1996 Domaine Armand Rousseau Chambertin Grand Cru  

BY NEAL MARTIN | MARCH 01, 2021

Whenever I need an anecdote to clarify the inflation of Burgundy prices over recent years, I tell how one Tuesday night after work, my cousin came to my tiny flat in South London for supper. This would have been July 2003. I rustled up my signature dish of spaghetti Bolognaise and before you ask, no, I didn’t make my own sauce, I dumped a jar of Dolmio sauce into a frying pan of beef mince like anyone else who cannot cook. It deserved a decent splash of red fermented grape juice and I was in the mood for Pinot. Since my cousin and I go back a long way, I pulled out a bottle of 1996 Chambertin Grand Cru from Domaine Armand Rousseau. I had recently bought it for about fifty or sixty quid and I probably splashed a few drops into the sauce. My cousin approved. I thought it was delicious, albeit too young. We had a thoroughly enjoyable evening, little realizing that we had just polished off a bottle that 17 years later would cost you around £50,000 a case, about the price of the very flat we were drinking in. We had essentially drunk the equivalent of my living room. 

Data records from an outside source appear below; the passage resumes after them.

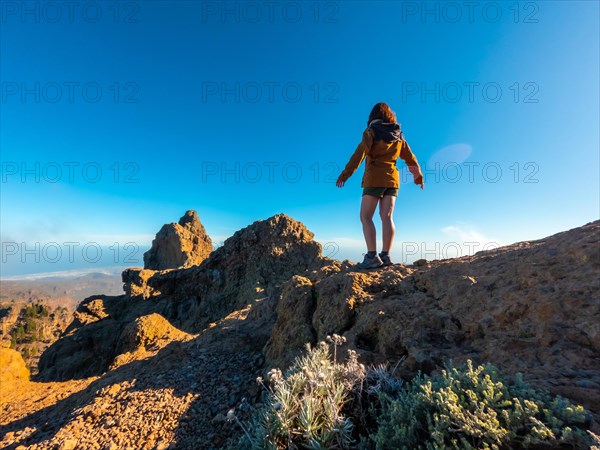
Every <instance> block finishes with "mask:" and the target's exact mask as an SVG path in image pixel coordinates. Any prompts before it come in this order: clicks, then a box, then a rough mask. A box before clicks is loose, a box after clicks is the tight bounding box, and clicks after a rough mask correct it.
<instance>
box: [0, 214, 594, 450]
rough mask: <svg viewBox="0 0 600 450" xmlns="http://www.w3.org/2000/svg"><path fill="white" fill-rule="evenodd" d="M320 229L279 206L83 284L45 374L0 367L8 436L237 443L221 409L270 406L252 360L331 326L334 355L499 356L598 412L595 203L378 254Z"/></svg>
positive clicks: (47, 354) (0, 445) (265, 358)
mask: <svg viewBox="0 0 600 450" xmlns="http://www.w3.org/2000/svg"><path fill="white" fill-rule="evenodd" d="M312 238H313V236H312V233H310V232H309V231H308V230H306V228H305V227H304V226H303V225H302V224H300V223H299V222H296V221H294V220H293V219H291V218H289V217H287V216H284V215H278V216H274V217H273V218H270V219H268V220H266V221H258V222H255V223H254V224H252V225H250V226H249V227H247V228H245V229H243V230H240V231H239V232H238V233H236V234H235V235H234V236H233V237H232V238H230V240H228V241H226V242H225V244H224V245H223V246H222V247H220V248H219V249H218V250H217V251H215V252H213V253H212V254H211V255H210V256H209V257H208V258H207V259H206V260H204V261H203V262H202V263H201V264H200V265H196V266H192V267H189V268H186V269H175V270H163V271H154V270H151V269H146V270H144V269H131V270H129V271H126V272H125V273H124V275H123V279H124V281H125V291H126V294H125V295H122V296H117V297H109V296H94V297H90V298H89V299H87V300H86V301H85V302H83V303H82V305H81V306H80V308H79V309H78V311H77V312H76V313H75V315H74V321H73V323H72V324H71V326H70V327H69V329H68V330H67V332H66V333H65V335H64V336H63V337H62V338H61V339H60V340H59V341H57V342H56V343H55V344H54V345H53V346H52V347H51V348H50V349H49V350H48V351H46V353H45V354H44V357H43V358H42V359H43V365H42V367H41V373H40V375H39V377H37V379H36V381H28V380H27V379H24V378H23V376H22V371H20V369H19V367H18V361H13V362H12V363H11V367H12V368H13V370H11V372H10V374H9V373H6V374H5V372H3V375H2V389H1V394H2V395H1V396H0V402H1V404H2V412H1V413H0V439H1V440H0V446H1V447H2V448H11V449H15V448H19V447H20V446H21V448H34V449H38V448H40V449H41V448H44V449H46V448H47V449H56V448H58V449H61V448H62V449H69V448H98V449H121V448H123V449H127V448H132V449H138V448H148V449H155V448H156V449H160V448H182V449H188V448H189V449H211V448H224V447H226V446H227V445H229V444H232V445H233V447H231V448H236V447H235V445H234V443H235V442H236V441H237V438H238V437H239V436H240V435H241V433H242V431H241V428H240V427H239V425H238V424H237V423H235V422H231V421H228V420H227V415H228V412H229V411H230V410H231V409H233V410H234V411H235V415H236V417H238V418H239V420H241V421H242V422H244V421H247V420H248V419H249V417H250V415H251V413H252V411H253V410H254V408H257V407H259V406H260V402H261V400H262V396H263V390H262V388H261V387H260V386H259V385H258V384H257V383H256V381H255V380H256V377H257V376H259V375H260V376H264V374H265V371H266V370H268V369H269V368H270V367H273V366H278V367H281V368H285V367H286V365H287V364H288V363H289V362H290V361H291V359H292V358H293V357H294V356H295V355H297V354H298V353H299V352H301V350H302V348H303V346H304V344H305V343H306V342H310V343H316V342H317V341H319V340H323V339H325V337H326V336H327V335H329V334H333V333H337V334H340V335H343V336H344V337H346V340H347V342H346V344H344V346H343V347H342V348H341V349H338V355H343V354H345V352H344V349H345V348H349V349H354V350H356V351H357V352H358V353H359V357H360V359H361V360H362V362H365V363H378V362H383V361H385V362H389V363H392V364H399V365H398V373H399V374H400V375H401V376H403V377H405V378H410V377H411V376H413V375H414V374H415V373H416V372H417V371H419V370H421V371H424V372H431V371H433V370H436V369H437V368H438V367H439V366H440V365H441V364H443V363H444V361H447V360H448V359H454V360H455V361H456V362H460V361H462V360H464V359H467V358H471V359H473V360H475V361H477V362H485V361H489V362H492V363H494V364H495V365H497V366H498V367H499V368H500V369H501V370H502V371H503V372H504V373H507V374H513V373H515V372H522V373H524V375H525V378H526V379H527V380H528V381H529V382H531V383H533V384H535V385H536V386H538V387H543V388H547V389H549V390H551V391H552V392H554V393H556V394H561V395H564V396H567V397H569V398H570V399H572V400H574V401H576V402H578V403H581V404H583V405H584V406H586V407H587V408H589V409H590V410H591V411H592V412H593V413H594V414H595V420H596V421H598V417H599V416H598V414H599V413H600V409H599V405H600V325H599V324H600V285H599V281H600V276H599V274H600V221H597V222H593V223H590V224H587V225H585V226H583V227H580V228H577V229H574V230H569V231H567V232H564V233H559V234H557V235H554V236H550V237H548V238H546V239H543V240H539V241H532V242H522V243H518V244H514V245H511V246H508V247H503V248H501V249H496V250H492V251H489V252H480V253H478V254H476V255H473V256H469V257H463V258H458V259H450V260H442V261H432V262H424V261H421V262H418V264H415V265H411V266H406V265H401V264H397V265H393V266H390V267H386V268H381V269H376V270H372V271H368V272H361V271H356V270H355V269H354V268H353V267H352V266H351V265H350V264H349V262H347V261H345V262H339V261H333V260H330V259H327V258H323V257H321V256H320V246H319V245H318V243H316V242H314V241H313V240H312ZM11 374H13V375H11ZM14 374H21V375H14ZM40 380H44V382H41V381H40ZM592 426H593V429H594V430H595V431H596V432H598V431H599V430H598V428H597V424H596V423H594V424H593V425H592Z"/></svg>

I had only tasted this Rousseau once since then, at The Arches, served blind by the great Harry Gill, rest his soul. A bottle came around again in the summer of 2019 when a friend flew over from Hong Kong for dinner at Noizé, one of my first outings after my operation. The tasting note was planned to be included in a forthcoming tranche of mature Burgundy, however the photograph was so easy on the eye and the wine of such sentimental importance, why not parse it out for a Cellar Favorite.

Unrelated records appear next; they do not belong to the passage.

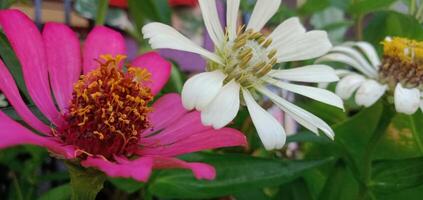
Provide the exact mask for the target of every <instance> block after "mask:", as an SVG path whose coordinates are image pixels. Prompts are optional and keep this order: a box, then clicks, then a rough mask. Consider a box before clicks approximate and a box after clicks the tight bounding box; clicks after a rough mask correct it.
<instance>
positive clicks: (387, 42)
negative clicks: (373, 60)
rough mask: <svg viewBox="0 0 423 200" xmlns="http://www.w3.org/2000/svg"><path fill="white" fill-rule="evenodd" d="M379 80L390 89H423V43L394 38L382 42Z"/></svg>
mask: <svg viewBox="0 0 423 200" xmlns="http://www.w3.org/2000/svg"><path fill="white" fill-rule="evenodd" d="M379 76H380V78H381V79H382V80H383V81H384V82H385V83H387V84H388V85H389V86H390V87H392V88H393V87H395V85H396V84H397V83H401V84H402V85H403V86H404V87H407V88H415V87H419V88H420V89H423V42H418V41H415V40H408V39H405V38H399V37H395V38H393V39H390V38H389V39H386V40H385V41H384V42H383V60H382V67H381V68H380V69H379Z"/></svg>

Now at 23-years of age, the 1996 Chambertin Grand Cru shows a little bricking on the rim, appropriate with its age. The nose is as fragrant as I remember: wilted iris petals gently waft from the glass, cool and reserved. Indeed, I found this bottle initially aloof and standoffish, like many Côte de Nuits this vintage, before developing more fruit intensity, mainly black rather than red laced with loam and Earl Grey. The palate is just beautifully balanced. It is a stout and swarthy Chambertin so much so that you risk overlooking what for a 1996 is its filigree tannin structure. The fruit profile becomes redder towards the finish with a kiss of sour cherry and orange rind that all feel so precise and sophisticated. This multi-faceted and cerebral Chambertin is reaching its lofty plateau. 97/Drink 2021-2040.